Post by bob » Tue Jul 02, 2013 9:14 pm

Laskos wrote:
bob wrote:Here's the key point that nobody has even begun to address. Let's take a hypothetical position, where a program takes exactly 10 minutes to search to depth D. And when it finishes we measure an EBF of 2.0 exactly (to keep the numbers simple).

You run this with 4 cpus, and discover that to search to depth D, we get a time of 7 minutes. Speedup = 10 / 7 = 1.4x. SMP efficiency = 1.4 / 4.0 = .35 (or 35%)


Now, since the SMP efficiency is so low (as is the speedup) let's relax the rules a bit to make the search wider.
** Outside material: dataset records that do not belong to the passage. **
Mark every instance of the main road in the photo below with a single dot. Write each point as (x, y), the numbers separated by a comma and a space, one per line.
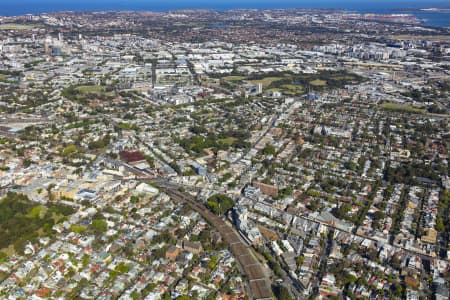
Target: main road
(258, 282)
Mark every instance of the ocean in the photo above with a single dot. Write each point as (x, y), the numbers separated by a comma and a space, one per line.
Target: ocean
(21, 7)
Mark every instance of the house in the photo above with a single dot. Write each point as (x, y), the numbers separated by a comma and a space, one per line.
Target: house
(193, 247)
(172, 253)
(132, 158)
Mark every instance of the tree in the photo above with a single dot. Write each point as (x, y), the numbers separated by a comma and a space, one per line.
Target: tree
(269, 150)
(98, 226)
(440, 227)
(282, 293)
(219, 203)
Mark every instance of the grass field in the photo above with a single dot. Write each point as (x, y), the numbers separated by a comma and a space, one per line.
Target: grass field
(292, 89)
(11, 26)
(402, 108)
(266, 81)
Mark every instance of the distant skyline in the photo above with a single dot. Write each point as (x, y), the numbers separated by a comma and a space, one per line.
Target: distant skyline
(41, 6)
(22, 7)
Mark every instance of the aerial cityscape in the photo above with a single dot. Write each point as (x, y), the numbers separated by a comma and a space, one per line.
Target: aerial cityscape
(272, 152)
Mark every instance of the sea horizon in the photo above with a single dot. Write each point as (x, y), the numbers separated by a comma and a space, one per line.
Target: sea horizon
(439, 19)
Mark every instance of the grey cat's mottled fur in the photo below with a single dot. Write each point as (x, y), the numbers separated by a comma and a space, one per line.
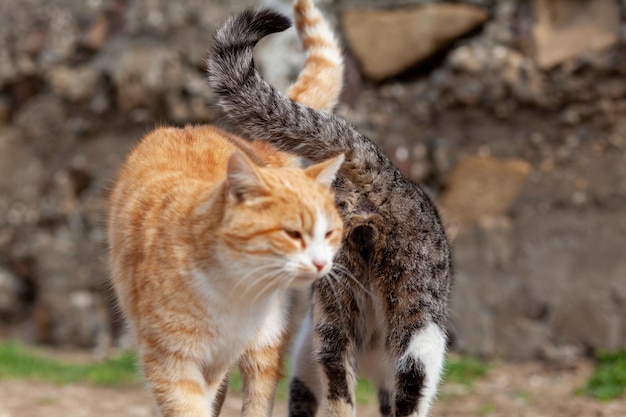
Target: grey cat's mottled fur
(385, 316)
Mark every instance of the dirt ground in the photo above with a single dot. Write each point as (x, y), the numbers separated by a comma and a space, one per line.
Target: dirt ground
(513, 390)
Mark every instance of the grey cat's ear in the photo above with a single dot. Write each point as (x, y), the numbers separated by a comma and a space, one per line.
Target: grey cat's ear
(326, 172)
(242, 178)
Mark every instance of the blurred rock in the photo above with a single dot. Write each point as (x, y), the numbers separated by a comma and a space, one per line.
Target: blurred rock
(404, 37)
(75, 84)
(483, 187)
(566, 29)
(12, 294)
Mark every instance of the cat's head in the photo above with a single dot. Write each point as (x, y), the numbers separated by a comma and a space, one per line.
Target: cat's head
(281, 222)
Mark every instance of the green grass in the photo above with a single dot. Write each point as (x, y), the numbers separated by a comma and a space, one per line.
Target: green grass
(19, 362)
(457, 369)
(464, 370)
(608, 381)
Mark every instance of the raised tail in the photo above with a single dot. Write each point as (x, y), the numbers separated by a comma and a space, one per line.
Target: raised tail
(321, 79)
(263, 113)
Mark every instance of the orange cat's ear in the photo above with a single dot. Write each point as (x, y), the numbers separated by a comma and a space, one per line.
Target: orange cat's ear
(242, 178)
(325, 172)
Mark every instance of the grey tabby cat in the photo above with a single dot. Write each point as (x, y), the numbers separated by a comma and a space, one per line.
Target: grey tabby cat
(385, 313)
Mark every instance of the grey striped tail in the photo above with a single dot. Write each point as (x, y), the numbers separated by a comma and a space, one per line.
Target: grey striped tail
(263, 113)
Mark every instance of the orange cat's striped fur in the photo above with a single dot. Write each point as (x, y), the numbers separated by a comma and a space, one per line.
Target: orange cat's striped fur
(206, 232)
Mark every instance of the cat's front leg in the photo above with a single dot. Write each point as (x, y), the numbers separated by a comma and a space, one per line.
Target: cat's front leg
(418, 370)
(305, 385)
(335, 336)
(262, 362)
(179, 385)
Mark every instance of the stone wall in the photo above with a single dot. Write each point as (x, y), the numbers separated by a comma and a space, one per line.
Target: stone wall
(508, 112)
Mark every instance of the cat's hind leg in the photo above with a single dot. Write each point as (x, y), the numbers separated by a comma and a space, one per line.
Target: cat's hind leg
(262, 362)
(336, 335)
(418, 371)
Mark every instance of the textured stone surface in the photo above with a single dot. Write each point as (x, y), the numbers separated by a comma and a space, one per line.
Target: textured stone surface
(566, 29)
(483, 187)
(388, 42)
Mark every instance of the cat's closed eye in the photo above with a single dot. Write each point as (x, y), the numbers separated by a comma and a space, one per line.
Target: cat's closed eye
(294, 234)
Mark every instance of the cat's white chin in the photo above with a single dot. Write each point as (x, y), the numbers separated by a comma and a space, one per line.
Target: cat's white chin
(306, 279)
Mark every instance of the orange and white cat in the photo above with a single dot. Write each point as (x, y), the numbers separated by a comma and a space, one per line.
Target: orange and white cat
(207, 233)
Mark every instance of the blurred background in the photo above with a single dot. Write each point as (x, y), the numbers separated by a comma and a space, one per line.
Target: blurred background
(510, 113)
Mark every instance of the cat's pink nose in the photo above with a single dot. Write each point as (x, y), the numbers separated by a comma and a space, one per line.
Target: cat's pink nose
(319, 265)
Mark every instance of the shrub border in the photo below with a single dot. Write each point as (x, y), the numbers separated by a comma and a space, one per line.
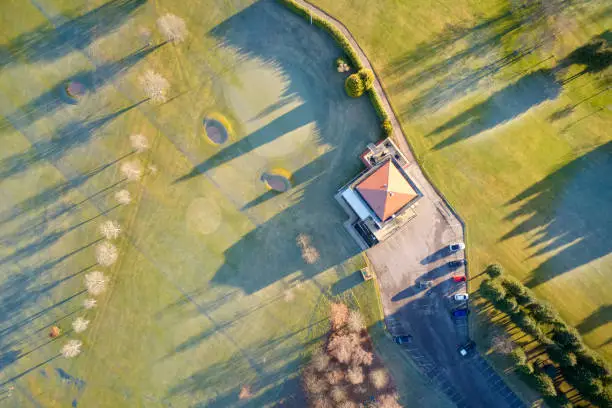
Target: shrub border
(346, 46)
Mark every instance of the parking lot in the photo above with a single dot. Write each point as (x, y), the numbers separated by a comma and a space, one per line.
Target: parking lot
(417, 290)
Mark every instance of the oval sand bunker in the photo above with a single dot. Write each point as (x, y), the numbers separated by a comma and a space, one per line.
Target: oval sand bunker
(215, 131)
(203, 216)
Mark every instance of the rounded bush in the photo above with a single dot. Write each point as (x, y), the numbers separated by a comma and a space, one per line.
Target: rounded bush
(354, 86)
(494, 270)
(367, 78)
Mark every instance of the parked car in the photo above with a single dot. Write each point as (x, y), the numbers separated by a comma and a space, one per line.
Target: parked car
(457, 263)
(460, 297)
(457, 246)
(460, 312)
(467, 348)
(403, 339)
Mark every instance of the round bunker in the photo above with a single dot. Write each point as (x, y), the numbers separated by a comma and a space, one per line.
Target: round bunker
(216, 132)
(277, 180)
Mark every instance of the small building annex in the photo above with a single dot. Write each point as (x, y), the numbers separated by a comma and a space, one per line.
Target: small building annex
(381, 199)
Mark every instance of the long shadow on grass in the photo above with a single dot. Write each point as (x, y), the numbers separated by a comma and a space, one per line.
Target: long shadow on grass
(46, 43)
(59, 144)
(567, 213)
(505, 105)
(56, 96)
(254, 33)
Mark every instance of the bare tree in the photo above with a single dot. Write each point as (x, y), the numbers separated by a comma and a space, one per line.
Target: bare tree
(320, 361)
(123, 197)
(355, 321)
(95, 282)
(172, 28)
(361, 357)
(355, 375)
(132, 170)
(71, 349)
(139, 142)
(155, 86)
(110, 229)
(338, 315)
(89, 303)
(338, 394)
(387, 401)
(379, 378)
(80, 324)
(106, 253)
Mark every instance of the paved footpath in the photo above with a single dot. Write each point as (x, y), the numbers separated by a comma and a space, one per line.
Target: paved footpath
(417, 254)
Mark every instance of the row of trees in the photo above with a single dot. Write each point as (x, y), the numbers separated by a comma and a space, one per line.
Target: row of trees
(346, 372)
(581, 367)
(106, 252)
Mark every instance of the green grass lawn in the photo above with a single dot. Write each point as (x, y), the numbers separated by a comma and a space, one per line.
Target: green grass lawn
(523, 155)
(210, 292)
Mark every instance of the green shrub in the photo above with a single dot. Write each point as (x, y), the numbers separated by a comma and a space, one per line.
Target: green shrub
(494, 270)
(544, 384)
(387, 128)
(518, 356)
(542, 312)
(513, 286)
(567, 338)
(560, 356)
(354, 86)
(507, 305)
(492, 291)
(367, 78)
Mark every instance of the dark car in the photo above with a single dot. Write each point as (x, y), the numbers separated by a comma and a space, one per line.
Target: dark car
(457, 263)
(460, 313)
(404, 339)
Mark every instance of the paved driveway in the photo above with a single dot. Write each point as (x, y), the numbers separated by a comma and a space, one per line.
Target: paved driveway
(417, 287)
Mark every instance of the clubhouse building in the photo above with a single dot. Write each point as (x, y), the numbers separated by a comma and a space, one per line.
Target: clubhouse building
(382, 198)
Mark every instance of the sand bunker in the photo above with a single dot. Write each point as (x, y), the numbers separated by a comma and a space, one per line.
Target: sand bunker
(215, 131)
(203, 216)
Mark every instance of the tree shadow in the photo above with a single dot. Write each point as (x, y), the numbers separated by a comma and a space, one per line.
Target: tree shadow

This eliminates errors due to pruning/reductions, but it slows the search down, and now our serial search is obviously going to take much longer than 10 minutes. If you make the tree 2x larger, which is probably the minimum you would expect to produce a +130 Elo gain, you just doubled the search time for one cpu to 20 minutes. 20 / 1.4 = 14.2 minutes for the parallel search. So we made the search wider, only to give us a larger tree that we don't search very efficiently, and the time is longer than the original serial search, whcih means it is not going to gain a thing.
14.2 minutes as the single cored 20 minutes to the same _depth_. But it's twice wider at the same depth. I see no theoretical problem in going from 1->4 cores being always 2 times wider and time-to-depth being always 1.4 instead of 2.8. The gain IS there, although theoretically sub-optimal, but only theoretically, because practically EBF could vary a little without changing the strength.
What was the LOSS in elo from going to 10 minutes per move to 14.2? Extra width gains Elo if time is ignored. But for real Elo calculations, time is critical since the games are timed. You are now getting to the crux of my question. If you go wider, the search slows down, because the SMP efficiency is not changing one scintilla...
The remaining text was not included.